Recent times have not been kind to Fred Wilpon.

The last five seasons haven’t been very kind to the Mets. Whether on the field or in the board room, the team has been besieged by a myriad of unfortunate circumstances ever since Carlos Beltran was mesmerized by a Adam Wainwright curve ball to end the 2006 NLCS. Not surprisingly, the Mets’ hardship has led to much ridicule, particularly from the less compassionate segment of the Yankees’ fan base. Despite the dark days still ahead, however, there is every reason to think the Mets could still have the last laugh.

In the three years since Bernie Madoff’s massive securities fraud was uncovered, Fred Wilpon has been desperately trying to maintain his hold on the New York Mets. Despite insisting at the time that the scandal would have no impact on his ownership of the team, subsequent events have proven otherwise. Since that time, which, unfortunately for the Wilpons, coincided with poor play on the field and a corresponding decline in revenue, the current ownership group has relied on debt to remain afloat. According to a recent report in the Daily News, those loans are about to come due.

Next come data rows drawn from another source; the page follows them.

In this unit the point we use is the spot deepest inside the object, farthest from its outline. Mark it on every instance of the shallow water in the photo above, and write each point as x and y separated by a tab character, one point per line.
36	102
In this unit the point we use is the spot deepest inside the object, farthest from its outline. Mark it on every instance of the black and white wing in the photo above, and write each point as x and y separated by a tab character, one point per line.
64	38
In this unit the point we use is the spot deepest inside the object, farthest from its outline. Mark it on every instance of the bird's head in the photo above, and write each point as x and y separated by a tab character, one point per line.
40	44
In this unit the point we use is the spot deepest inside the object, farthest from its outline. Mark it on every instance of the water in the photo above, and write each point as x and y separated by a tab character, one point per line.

The team is not for sale, not a piece of it, not a part of it. We are not for sale. We have no reason to sell. We have other money. Just because you guys don’t know how much money we have, we have other money outside of this, from diversity.” – Fred Wilpon, quoted by the New York Times, December 17, 2008

Despite Fred Wilpon’s fervent desire to remain as majority owner of the Mets, the prospect of looming debt payments and even further deflated revenue in 2012 could soon force his hand (while creditors, and perhaps even the commissioner, slowly pry loose his fingers). As Frank McCourt has learned with the Dodgers, the weight of debt can become too much of a burden, especially when the alternative is selling out and making a handsome profit.